On Wednesday, after the election, I posted on Facebook my hope that people would stop hectoring each other about politics, at least for a little while. That post attracted two of my friends who hectored each other about politics in the comments. So, I guess it’s over, but it’s not over.
President-elect Donald Trump was heavily criticized for saying he might not accept the result of the election. He’s not saying it was rigged anymore, is he? And he has accepted the result too. Secretary Clinton and President Obama have also accepted it. The President is meeting with the President-elect at the White House today.
To be clear, I didn’t vote for Trump or Clinton.
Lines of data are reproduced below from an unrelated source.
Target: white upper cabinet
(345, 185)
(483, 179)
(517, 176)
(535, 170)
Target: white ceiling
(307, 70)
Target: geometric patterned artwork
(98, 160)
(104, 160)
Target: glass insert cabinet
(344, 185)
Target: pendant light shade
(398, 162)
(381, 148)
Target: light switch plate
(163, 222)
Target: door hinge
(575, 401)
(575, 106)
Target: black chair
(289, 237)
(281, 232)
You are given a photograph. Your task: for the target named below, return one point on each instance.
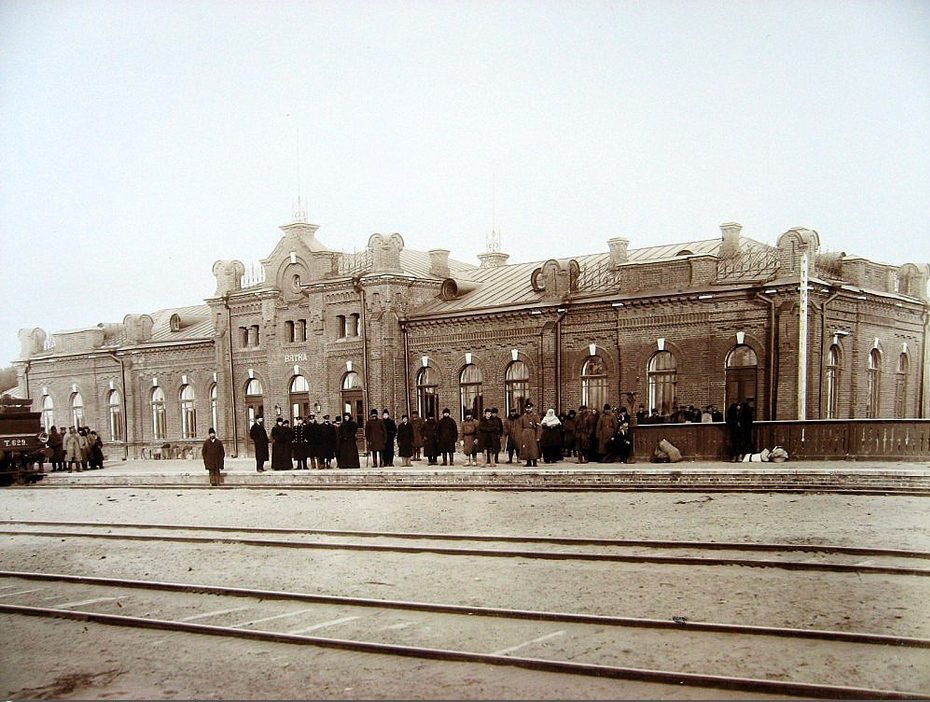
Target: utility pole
(802, 341)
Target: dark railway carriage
(22, 442)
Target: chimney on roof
(730, 244)
(439, 263)
(618, 250)
(493, 259)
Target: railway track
(890, 489)
(563, 642)
(844, 559)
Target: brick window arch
(662, 372)
(900, 391)
(115, 415)
(874, 382)
(159, 423)
(470, 393)
(594, 382)
(428, 392)
(516, 386)
(48, 412)
(832, 382)
(77, 410)
(188, 412)
(299, 397)
(742, 374)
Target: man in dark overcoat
(417, 422)
(214, 456)
(301, 443)
(446, 435)
(260, 438)
(314, 442)
(375, 437)
(329, 442)
(390, 432)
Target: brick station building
(807, 333)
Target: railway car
(22, 442)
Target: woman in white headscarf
(550, 441)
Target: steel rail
(491, 553)
(498, 612)
(460, 487)
(440, 536)
(778, 687)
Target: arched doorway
(353, 399)
(742, 374)
(254, 402)
(428, 392)
(298, 397)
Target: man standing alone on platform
(213, 456)
(260, 438)
(376, 437)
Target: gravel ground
(68, 660)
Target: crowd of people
(588, 434)
(78, 449)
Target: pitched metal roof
(509, 285)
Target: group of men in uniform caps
(587, 434)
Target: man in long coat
(390, 433)
(584, 431)
(528, 435)
(607, 425)
(280, 446)
(329, 442)
(417, 422)
(446, 436)
(214, 456)
(260, 438)
(375, 437)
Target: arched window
(48, 412)
(188, 412)
(900, 390)
(299, 397)
(832, 383)
(352, 381)
(428, 393)
(77, 410)
(115, 415)
(742, 374)
(874, 381)
(254, 402)
(662, 373)
(470, 391)
(159, 424)
(594, 383)
(516, 386)
(214, 396)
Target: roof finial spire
(300, 212)
(494, 237)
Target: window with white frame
(159, 423)
(188, 412)
(662, 375)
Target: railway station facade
(806, 332)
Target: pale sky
(142, 141)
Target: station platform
(833, 476)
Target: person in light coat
(214, 456)
(528, 435)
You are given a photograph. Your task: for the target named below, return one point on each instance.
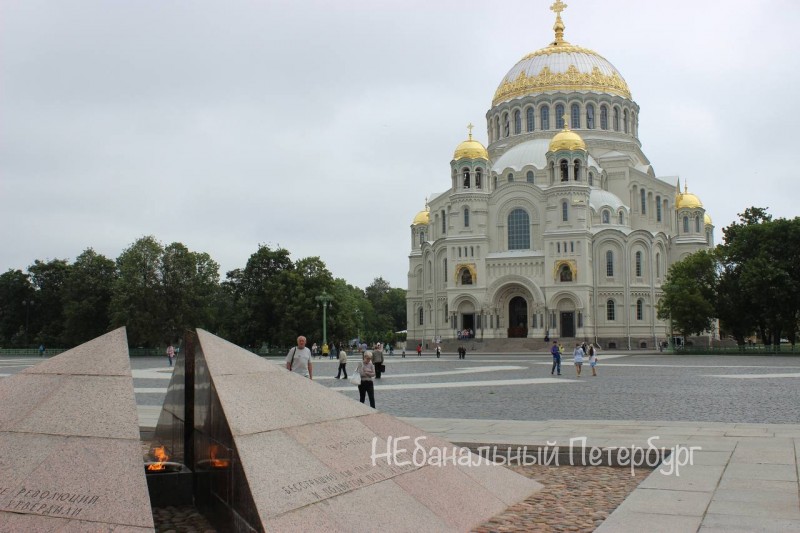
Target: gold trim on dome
(563, 48)
(571, 80)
But the people who disturb me are the ones who have taken to the streets demonstrating, and perhaps even rioting. Among the things they chanted, and a hashtag on the internet, “Not My President.” Well, not yet, but effective January 20th, when he moves into 1600 Pennsylvania Avenue in Washington, and renames it the Trump House, yes he will be.
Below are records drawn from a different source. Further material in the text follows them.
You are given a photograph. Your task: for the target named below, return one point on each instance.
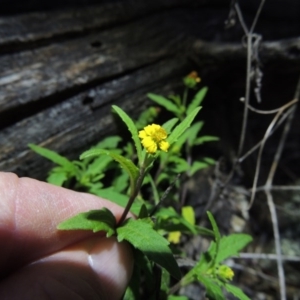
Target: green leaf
(206, 138)
(188, 214)
(180, 129)
(133, 130)
(168, 126)
(127, 164)
(53, 156)
(237, 292)
(197, 100)
(141, 235)
(166, 103)
(95, 220)
(213, 291)
(110, 142)
(231, 245)
(181, 165)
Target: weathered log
(60, 71)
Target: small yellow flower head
(192, 79)
(154, 137)
(225, 273)
(174, 237)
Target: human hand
(39, 262)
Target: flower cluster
(225, 273)
(154, 137)
(191, 80)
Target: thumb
(97, 268)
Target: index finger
(30, 211)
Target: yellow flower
(225, 272)
(174, 237)
(191, 80)
(194, 75)
(154, 137)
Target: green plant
(157, 223)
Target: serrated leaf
(197, 100)
(166, 103)
(206, 138)
(231, 245)
(169, 220)
(188, 214)
(125, 163)
(133, 130)
(53, 156)
(181, 165)
(168, 126)
(213, 291)
(141, 235)
(180, 129)
(120, 183)
(236, 291)
(95, 220)
(110, 142)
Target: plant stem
(135, 191)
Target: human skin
(37, 261)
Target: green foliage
(141, 234)
(148, 186)
(95, 220)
One of the things America has always been rightly proud of is its peaceful transition of power. Let’s keep it that way, please. Give the guy a chance. Even if you did vote for him, you won’t like everything he does as President. It’s the nature of the job.
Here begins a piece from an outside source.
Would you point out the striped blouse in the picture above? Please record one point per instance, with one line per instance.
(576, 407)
His impact on the country is likely to last beyond his Presidency because there’s one vacancy now, and there are a lot of old judges on the Supreme Court. With a Republican-controlled Congress he shouldn’t have any trouble getting one appointee through. It’s not beyond the realm of possibility that he’ll get to appoint two or three justices before the end of his first term.
As for the rest of it, if he screws up terribly, the American people will have a chance to thwart him by changing the House and Senate in just two years. For most of the past eight years, Congress and the President have been battling each other constantly. It might be nice to have the two bodies largely in agreement, if only for a short time.
That is, by the way, the beauty of a parliamentary system. The prime minister and the parliament agree. There’s usually some compromise involved because countries that have parliaments often have multiple political parties, so instead of one party being in charge it’s often a coalition. In the event the parliament and the prime minister disagree significantly, they don’t wait for the next election. They hold a vote of no confidence, hold a new election and vote for a government that will agree.